Internet Voting in Geneva
Etopia Media Voting News
Geneva, Switzerland
December 9, 2004
By Marc Strassman
Reporter
With the demise in early February, 2004, of the Pentagon's Secure Electronic Registration and Voting System (SERVE), the new legal requirement that the Election Assistance Commission (EAC) create Remote Internet Voting System Standards (RIVSS) before the Defense Department can conduct any Internet voting, and the failure of the EAC to move forward to create these standards, the development of a system for secure remote Internet voting has reached a dead-end in the United States.
But "democracy" is not necessarily the same thing as the political culture of the United States, and, both as an ideal and a practical reality, it is not limited to what is being done, or not being done, in that country to foster it.
Long a bastion of democracy and the flagship municipality of humanitarianism, Geneva, Switzerland is also the home of CERN (Organisation Europ?enne pour la Recherche Nucl?aire/ European Organization for Nuclear Research), where the World Wide Web was born. Drawing on, combining, and extending these separate threads, Geneva has now taken the lead in the development of a modern, secure, technodemocratic solution to ascertaining the collective popular will over the Internet.
Driven by the political needs of the State of Geneva and implemented through the cooperation of an indigenous start-up company and the transnational technogiant Hewlett-Packard, the citizens of this Swiss state have already been able to use the most modern of technologies to exercise their most ancient democratic rights.
You can read about this development in the article "E-business moves to elections," by Dan Blacharski, in ITworld.com.
As reported in that article, this new and innovative system for collecting ballots on line was developed through the combined efforts of the state government of Geneva, the local/global company WISeKey, and the Swiss component of the world-wide operations of Palo Alto, California-based Hewlett-Packard.

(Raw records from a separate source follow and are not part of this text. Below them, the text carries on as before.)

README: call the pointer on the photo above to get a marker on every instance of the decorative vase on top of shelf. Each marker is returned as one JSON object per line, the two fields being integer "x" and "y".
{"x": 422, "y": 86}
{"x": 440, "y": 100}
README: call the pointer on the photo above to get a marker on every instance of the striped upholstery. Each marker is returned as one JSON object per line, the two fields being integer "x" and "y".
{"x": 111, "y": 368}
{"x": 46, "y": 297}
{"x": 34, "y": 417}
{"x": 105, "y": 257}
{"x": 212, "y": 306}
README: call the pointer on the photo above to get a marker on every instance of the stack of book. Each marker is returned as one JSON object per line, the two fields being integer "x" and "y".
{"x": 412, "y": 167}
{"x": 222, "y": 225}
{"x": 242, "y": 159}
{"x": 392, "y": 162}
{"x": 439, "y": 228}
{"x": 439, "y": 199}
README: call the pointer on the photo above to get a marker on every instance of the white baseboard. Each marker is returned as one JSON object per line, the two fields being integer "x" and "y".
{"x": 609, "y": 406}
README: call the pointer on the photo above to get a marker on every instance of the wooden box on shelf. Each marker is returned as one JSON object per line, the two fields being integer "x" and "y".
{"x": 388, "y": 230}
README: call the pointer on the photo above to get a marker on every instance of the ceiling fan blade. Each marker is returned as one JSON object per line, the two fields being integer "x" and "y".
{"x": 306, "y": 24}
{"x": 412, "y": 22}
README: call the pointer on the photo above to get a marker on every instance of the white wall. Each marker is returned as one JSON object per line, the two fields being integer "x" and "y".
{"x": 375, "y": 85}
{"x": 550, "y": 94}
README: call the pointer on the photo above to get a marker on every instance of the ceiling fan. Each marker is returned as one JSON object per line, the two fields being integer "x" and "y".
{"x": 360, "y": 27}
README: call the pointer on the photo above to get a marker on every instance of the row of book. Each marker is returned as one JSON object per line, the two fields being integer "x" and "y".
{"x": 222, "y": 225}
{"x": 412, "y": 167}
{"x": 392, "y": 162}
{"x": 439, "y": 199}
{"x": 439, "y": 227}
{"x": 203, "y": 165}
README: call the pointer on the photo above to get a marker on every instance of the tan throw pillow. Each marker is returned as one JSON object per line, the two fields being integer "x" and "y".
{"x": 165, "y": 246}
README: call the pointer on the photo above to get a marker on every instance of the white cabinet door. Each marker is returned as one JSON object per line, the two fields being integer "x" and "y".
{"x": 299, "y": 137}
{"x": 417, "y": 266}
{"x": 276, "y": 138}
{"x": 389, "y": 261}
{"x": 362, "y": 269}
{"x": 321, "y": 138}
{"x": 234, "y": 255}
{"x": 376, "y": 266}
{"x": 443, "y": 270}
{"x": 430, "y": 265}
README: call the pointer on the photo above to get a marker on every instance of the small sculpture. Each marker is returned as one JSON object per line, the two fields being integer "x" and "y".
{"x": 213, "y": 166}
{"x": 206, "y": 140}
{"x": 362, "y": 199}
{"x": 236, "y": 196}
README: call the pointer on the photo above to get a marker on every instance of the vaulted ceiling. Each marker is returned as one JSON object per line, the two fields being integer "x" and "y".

Etopia Media Voting News (EMVN) was able to contact and remotely and asynchronously interview Michel Chevallier, Secr?taire adjoint, Chancellerie d'Etat, Geneva, on the subject of that jurisdiction's use of the latest in secure, remote Internet voting systems. The responses of Mr. Chevallier are featured below in bold text.
In a subsequent asynchronous interview, EMVN was also able to get some answers about the Geneva State e-voting system from officials at HP Switzerland. The HP responses, featured below in italic text, were provided jointly by Jean-Max Arbez, GM HP Suisse Romande (or "General Manager of HP Switzerland, for the French speaking regions of the country") and Maryse Rebillot, HP Switzerland PR manager and communications lead for the Geneva State e-voting project.
The comments of Mr. Chevallier in this interview make it clear that the main differences between the Swiss context for Internet voting and the American one is that the Swiss seem to trust each other a lot more than Americans these days do and that the structure of official Swiss data collection and control lends itself more readily to the identification protocols used in their remote Internet voting system.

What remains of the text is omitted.